Tapınak cephelerini tasvir eden bir kültür çantası jiroft (jv. İran) şeklindeki bir nesne

 

Krallar cennete yükselir

Bazı bilim adamları kanatlı tapınağın motifini, yaşam bitkisini elde etmek ve halefini doğurmak için bir kartal üzerinde cennete yükselen Ethan efsanesiyle ilişkilendirir. Mühür üzerindeki motif, bazı Sümer metinlerinde sıklıkla anlatılan "hükümdarın cennete yükselişini" tasvir edebilir. Örneğin, Kral Shulgi'nin saltanatının son yılına ait bir idari çizelge, "Shulgi cennete yükseldiğinde" kölelerin yedi gün boyunca işten çıkarıldığını belirtir. Eski Sümerlerin dininde, ölülerin ruhlarının gittiği yerin uzak dağlarda olduğu (Sümer terimi KUR, hem dağ hem de ölüler diyarı anlamına gelir) ve Babil geleneğinde doğrudan yeraltında olduğu vurgulanmalıdır. Bu nedenle cennete yükseliş, ya ölümlerinden sonra ya da yaşamları boyunca cennetteki tanrılara katılan tanrılı yöneticiler için ayrılmış istisnai bir olay olmalıydı. Ancak sorun, Kral Shulgi'nin Eski Akad döneminin bitiminden yaklaşık 100 yıl sonra Ur III olarak bilinen dönemde hüküm sürmesidir. Bununla birlikte, Mezopotamya'nın ilk tanrılaştırılmış hükümdarı Naram-Sin, Akad döneminden kalmadır ve adı, üzerinde üç gök cismi tasvir edilen konik bir nesneye yükselirken onu tasvir eden ünlü stela sayesinde ölümsüzdür. Böylece cennete yükselen ve tanrılar topluluğuna kabul edilen ilk kral olabilir. Geriye kalan soru, uzmanların bir dağ olarak gördüğü, ancak aslında yıldızlardan gelen eski ziyaretçilerin kozmik bir kapsülünü temsil edebilen konik nesnenin cennete yükselişinde nasıl bir rol oynadı?

Bir kartal üzerinde uçan Kral Etana motifli bir mühür silindiri izi

Bu nedenle, gösterilen kanatlı kutu veya yapı, cetvelin cennete gitme yollarını temsil edebilir. Geleneksel Sümer toplumunun da bu olayı bir ritüel biçiminde antığını ve mühürlerin üzerindeki serginin tam da böyle bir ritüeli tasvir ettiğini varsaymak mantıklıdır. Mezopotamya hükümdarları ve cennete yükselen kahramanlar bu dizinin ayrı bir bölümünde daha derinlemesine ele alınacak.

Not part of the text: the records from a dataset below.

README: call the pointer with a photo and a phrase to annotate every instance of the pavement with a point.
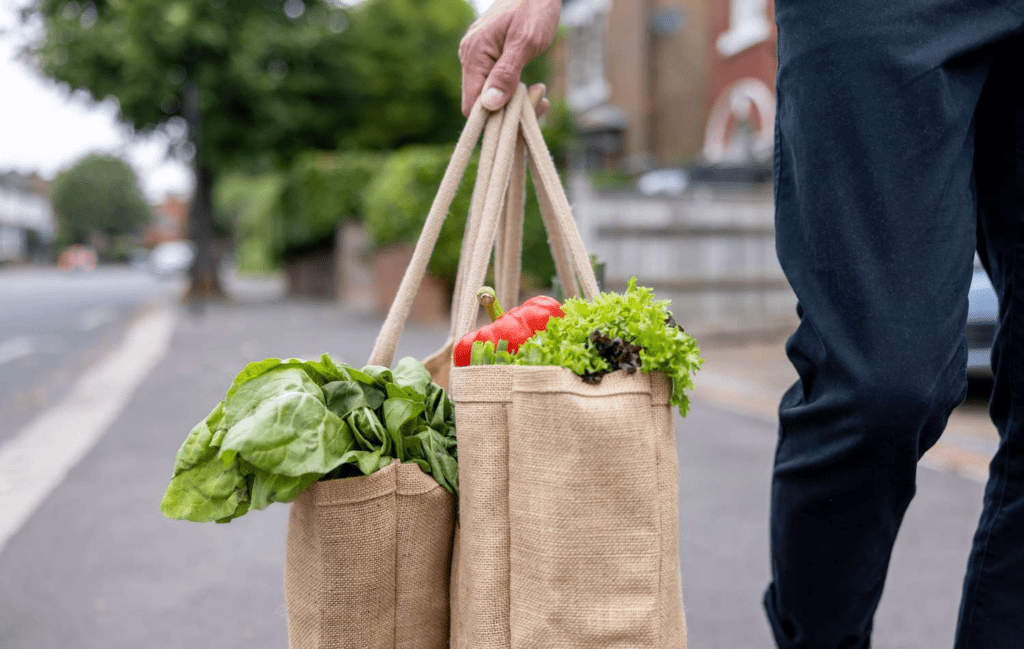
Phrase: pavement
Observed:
(95, 565)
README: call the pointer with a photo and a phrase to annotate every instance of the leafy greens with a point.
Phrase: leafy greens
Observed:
(286, 424)
(603, 335)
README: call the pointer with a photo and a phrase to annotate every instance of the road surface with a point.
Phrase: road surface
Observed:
(54, 325)
(95, 565)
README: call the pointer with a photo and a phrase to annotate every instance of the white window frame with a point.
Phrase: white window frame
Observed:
(749, 25)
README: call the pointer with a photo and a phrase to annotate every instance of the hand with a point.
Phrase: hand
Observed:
(499, 44)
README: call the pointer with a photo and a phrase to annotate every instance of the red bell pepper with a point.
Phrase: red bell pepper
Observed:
(516, 326)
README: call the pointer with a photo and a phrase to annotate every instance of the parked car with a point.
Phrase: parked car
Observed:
(172, 257)
(77, 257)
(668, 182)
(981, 317)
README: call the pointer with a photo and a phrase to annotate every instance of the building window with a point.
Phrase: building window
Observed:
(585, 83)
(749, 26)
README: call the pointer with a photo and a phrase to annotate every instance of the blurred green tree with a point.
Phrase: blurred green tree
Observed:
(254, 82)
(98, 195)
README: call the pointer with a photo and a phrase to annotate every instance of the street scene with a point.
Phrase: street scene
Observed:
(190, 186)
(95, 564)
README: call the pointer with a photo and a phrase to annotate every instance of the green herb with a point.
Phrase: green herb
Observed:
(484, 353)
(286, 424)
(617, 332)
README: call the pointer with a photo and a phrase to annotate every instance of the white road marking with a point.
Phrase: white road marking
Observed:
(95, 316)
(15, 348)
(39, 457)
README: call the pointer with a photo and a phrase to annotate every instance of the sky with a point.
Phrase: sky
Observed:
(43, 129)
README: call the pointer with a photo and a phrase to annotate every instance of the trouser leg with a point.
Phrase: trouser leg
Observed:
(876, 232)
(992, 605)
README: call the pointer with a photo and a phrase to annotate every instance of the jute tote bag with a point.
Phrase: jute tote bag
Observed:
(368, 559)
(368, 562)
(567, 531)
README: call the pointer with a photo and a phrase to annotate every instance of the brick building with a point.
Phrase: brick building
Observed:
(170, 221)
(668, 82)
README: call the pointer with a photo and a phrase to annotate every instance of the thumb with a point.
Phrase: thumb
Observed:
(503, 80)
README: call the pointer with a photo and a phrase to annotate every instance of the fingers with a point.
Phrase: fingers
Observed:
(536, 94)
(477, 52)
(472, 84)
(504, 78)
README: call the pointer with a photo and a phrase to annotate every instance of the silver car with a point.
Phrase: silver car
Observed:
(981, 317)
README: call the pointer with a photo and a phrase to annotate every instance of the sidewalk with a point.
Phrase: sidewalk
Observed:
(97, 566)
(748, 372)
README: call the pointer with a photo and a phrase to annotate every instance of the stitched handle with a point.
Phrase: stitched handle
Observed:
(509, 134)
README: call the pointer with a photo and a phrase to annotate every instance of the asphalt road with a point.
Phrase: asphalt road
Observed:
(97, 566)
(53, 325)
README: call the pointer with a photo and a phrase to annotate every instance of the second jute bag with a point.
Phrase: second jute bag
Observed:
(368, 560)
(567, 525)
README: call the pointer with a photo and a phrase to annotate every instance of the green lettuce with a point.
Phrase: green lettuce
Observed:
(633, 318)
(286, 424)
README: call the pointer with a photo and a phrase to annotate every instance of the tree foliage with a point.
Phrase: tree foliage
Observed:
(273, 77)
(98, 195)
(397, 200)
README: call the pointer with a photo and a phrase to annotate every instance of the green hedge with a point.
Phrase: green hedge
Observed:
(397, 200)
(252, 204)
(321, 190)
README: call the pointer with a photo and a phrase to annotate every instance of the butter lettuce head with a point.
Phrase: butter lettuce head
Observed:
(286, 424)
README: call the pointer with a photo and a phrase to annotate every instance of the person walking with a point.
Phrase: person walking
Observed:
(899, 154)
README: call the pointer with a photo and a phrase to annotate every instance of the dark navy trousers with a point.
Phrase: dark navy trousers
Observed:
(899, 153)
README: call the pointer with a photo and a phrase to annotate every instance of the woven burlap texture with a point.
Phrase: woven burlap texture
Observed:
(568, 512)
(368, 562)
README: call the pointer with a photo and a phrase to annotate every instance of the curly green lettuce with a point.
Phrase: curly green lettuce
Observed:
(635, 317)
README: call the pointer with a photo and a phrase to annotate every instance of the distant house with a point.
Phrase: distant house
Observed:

Yukarıdaki uçan tapınak örneklerinden, Vimans adı verilen Hint uçan şehirleri ve sarayları fikrinin antik edebiyatta benzersiz olmadığı açıktır. Tam tersine, diğer ulusların metinlerinin daha detaylı bir incelemesinde, Hint ve Sümer edebiyatında olduğu gibi benzer referanslara rastlanabileceğine inanıyorum. Bu dizinin sonraki bölümleri, Tanrıların kendilerinin Dünya'da cennetten inen ve daha küçük makinelerde uçan kayıtlarına odaklanacak.